Release timing
Christopher Hicks
chicks at chicks.net
Sun Jan 23 14:00:56 UTC 2005
On Sun, 23 Jan 2005, Gervase Markham wrote:
> Christopher Hicks wrote:
>> It may not be the ideal thing, but it seems better than the alternatives.
>> Getting on a release rhythm may entail some occassional irritation, but I
>> do think its worth the trouble.
>
> This comes back to the question we are discussing in the other thread - why
> have we picked a rhythm which requires this particular irritation, when it's
> not necessary to do so?
Given how long 2.18 took to get out going to fixed freeze dates seems like
a good idea to me.
>> Having the freeze dates be something that people know from remember when it
>> happened last year seems more important than exactly when we release to the
>> world.
>
> That's certainly unusual logic - in that I don't know of any other project
> which puts value on having _freezes_ at the same time each year.
You're right, lets follow the crowd and do what everybody else is doing.
I'll start boning up on PHP now.
>> As long as there's been a release in the last year the user is going to
>> feel like we're making progress, but the developers care about the exact
>> freeze data because presumably they have something that they want in before
>> the freeze.
>
> I completely agree that developers care about what the freeze date is,
> but I don't agree that they care that it's the same calendar date as the
> previous year.
The developers need not care if its the same calendar date, but they will
find it easier to hold in their head if it is. You seem to agree that the
developers care more about the freeze date than the users care about the
release date. So, then why not make the freeze dates easy to remember?

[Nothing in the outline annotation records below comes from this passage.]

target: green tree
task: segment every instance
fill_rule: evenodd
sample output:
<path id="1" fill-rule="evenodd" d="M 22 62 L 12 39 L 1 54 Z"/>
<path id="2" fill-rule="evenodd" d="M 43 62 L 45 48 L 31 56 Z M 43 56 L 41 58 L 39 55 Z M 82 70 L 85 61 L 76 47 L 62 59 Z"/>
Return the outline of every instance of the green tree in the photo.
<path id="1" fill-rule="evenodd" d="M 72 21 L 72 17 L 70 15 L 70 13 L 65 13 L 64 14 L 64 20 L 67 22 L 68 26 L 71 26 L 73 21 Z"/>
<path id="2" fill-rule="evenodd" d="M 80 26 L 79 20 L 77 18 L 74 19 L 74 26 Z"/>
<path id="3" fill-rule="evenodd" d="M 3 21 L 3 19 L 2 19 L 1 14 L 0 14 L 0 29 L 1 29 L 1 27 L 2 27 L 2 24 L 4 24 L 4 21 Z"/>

>> Instead of "er" you could say "Release X and X+3, and X+4 are supported,
>> please help us to minimize the hassle of voluntarily maintaining bugzilla
>> by using one of those. Oh, by the way, X+3 is our next long-term stable
>> release, so you'll be able to get support for it for a couple years."
>
> As long as the long-term releases are centrally decided rather than at the
> whim of a "branch owner", that would be OK.
A maintenance branch owner would be told whether they had a short-lived
branch or a long-lived branch on their hands when they took it.

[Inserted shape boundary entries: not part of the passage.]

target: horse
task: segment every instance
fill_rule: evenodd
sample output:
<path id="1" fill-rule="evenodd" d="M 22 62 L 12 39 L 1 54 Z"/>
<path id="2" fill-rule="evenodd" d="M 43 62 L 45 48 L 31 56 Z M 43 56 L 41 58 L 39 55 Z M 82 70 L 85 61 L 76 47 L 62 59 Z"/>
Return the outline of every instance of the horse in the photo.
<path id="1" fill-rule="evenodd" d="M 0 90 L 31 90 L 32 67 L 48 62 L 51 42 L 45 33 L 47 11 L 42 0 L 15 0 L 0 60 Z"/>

> Perhaps we could number the releases in such a way to make it clear which
> were long term. E.g. 3.0 is long term, 3.2, 3.4 are not, 4.0 is long term,
> ...
That would lead to every othe release being a long term release and I
don't think that would be good given that part of the goal was to limit
the number of currently long term releases. On the other hand it would be
cool if the "summer" bugzilla releases were the long lived ones and the
"winter" releases were the short lived ones.
--
</chris>
"There are four boxes to be used in defense of liberty:
soap, ballot, jury, and ammo. Please use in that order."